S.1.3.2 Soil Nitrogen
Nitrogen enters the simulated system as either synthetic fertilizer or as deposition from precipitation and irrigation. An efficiency factor is assigned to each fertilizer type, the non-efficient part contributing to 66% to humus build up and to 34% to N gas losses through volatilization and denitrification. Nitrate transport in the soil profile is a function of N available in the layer and the rate of water transport in the profile (Brisson et al., 1998). Nitrification occurs in layers as a function of biological activity, and is dependent on NH4+ availability, soil temperature, soil moisture, and soil pH; while denitrification is estimated as a constant potential rate proportional to the NO3- content and limited by temperature, and soil moisture status (Brisson et al., 2008). Nitrous oxide emissions from nitrification and denitrification occur as a constant fraction of the NH4+ being nitrified and the NO3- being denitrified, respectively (Brisson et al., 2008). The mineralization of nitrogen from soil organic matter is calculated for biologically active layers (e.g., ploughing depth), and the decomposition rate of the “active” carbon pool is calculated using first-order kinetics, while the “stable” remains inert (Brisson et al., 1998, 2008).
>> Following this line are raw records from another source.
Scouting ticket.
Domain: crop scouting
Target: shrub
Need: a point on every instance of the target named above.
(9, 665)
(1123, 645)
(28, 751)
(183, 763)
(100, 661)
S2. Results Supporting Information
S.2. Nitrogen
S.2.3. Crop N Uptake
Liao et al. (2004) indicated that wheat N uptake is increased with increased rooting depth and linear relationships between root density and N uptake have been found (Kristensen and Thorup-Kristensen 2004). However, nitrogen-deficient plants will direct their root growth towards areas of available N (Drew and Saker 1975; Brady et al. 1995). This behaviour has also been found with respect to soil water uptake (Hamblin and Tennant 1987). Each of the investigated models has a rather simplified root depth estimation (and no estimate of root density), so that abovementioned processes were not properly accounted for in the model simulations. This is, however, partially due to the lack of appropriate datasets needed to develop and test more complex root growth models.
S.2.4. Gaseous N Loss
Ruser et al. (2001) found that N2O emissions are closely related to the mean soil nitrate content in the Ap horizon, a finding that was also reported by Zebarth et al. (2008a). Such a correlation was found in the DayCent simulations, however, in the DNDC simulations correlation analysis showed a linkage between the surface ammonium content and N2O emissions instead, thus rather suggesting nitrification as a major contributor. Zebarth et al. (2008a) reported that they were not able to tie the timing of N2O emissions to fertilization events, a finding that was repeated by Zebarth et al. (2008b). Burton et al. (2008) found steadily low N2O emissions interrupted by a few higher emission events, which are correlated to spring thaw, fertilization and/ precipitation. This was more clearly represented in the simulations of DNDC, where steady small N2O emissions contributed roughly as much to the total as the precipitation driven peaks, than it was in DayCent, where extended N2O peaks tended to dominate in fall when both moisture and nitrogen availability coincided (not shown).